In foto una scena del film.

Questa formalizzazione così ricca, ben lungi dall'essere esornativa, è stata discussa per l'apparente paradosso di essere un film della piattaforma Netflix, e quindi destinato a una visione domestica improduttiva per apprezzare tale magniloquenza. La prospettiva è abbastanza superata (il pubblico casalingo è ormai ampiamente abituato a consumare opere audiovisive dallo stile complesso a casa propria, talvolta anche adattando al salotto schermi e televisori decisamente ampi), e inoltre la distribuzione in sala, sia pure per pochi giorni, farà contenti i cinefili molto legati al consumo in sala.

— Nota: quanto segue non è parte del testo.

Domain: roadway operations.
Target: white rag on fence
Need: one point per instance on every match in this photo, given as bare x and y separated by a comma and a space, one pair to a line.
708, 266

Questo stile squisitamente cinematografico e cinefilo di Cuarón è, in fondo, esso stesso il melodramma.
Roy Menarini

In un periodo nel quale i testi audiovisivi si accumulano uno sull'altro, la peak television produce serie in numero incontenibile, i film realizzati specificamente dalle piattaforme hanno una qualità a dir poco altalenante e forme narrativo-stilistiche schizofreniche, Roma si propone come cinema puro.
Il melodramma non è solo sostenuto dalla potenza visiva, ma si esprime nello stile stesso, è il mezzo che lo determina e produce, come del resto è sempre stato fin dalle sue origini teatrali e liriche.
Roma è un film cinefilo perché crede nel cinema e nella sua sopravvivenza dovunque esso si trovi, non importa quale metamorfosi tecnologica cambi (per l'ennesima volta) la storia del cinema. Il fatto che un film di Netflix vinca un festival storico e venga distribuito da una Cineteca (quella di Bologna) la dice lunga sulla coincidenza di rivoluzione digitale e resilienza della cinefilia che stiamo vivendo.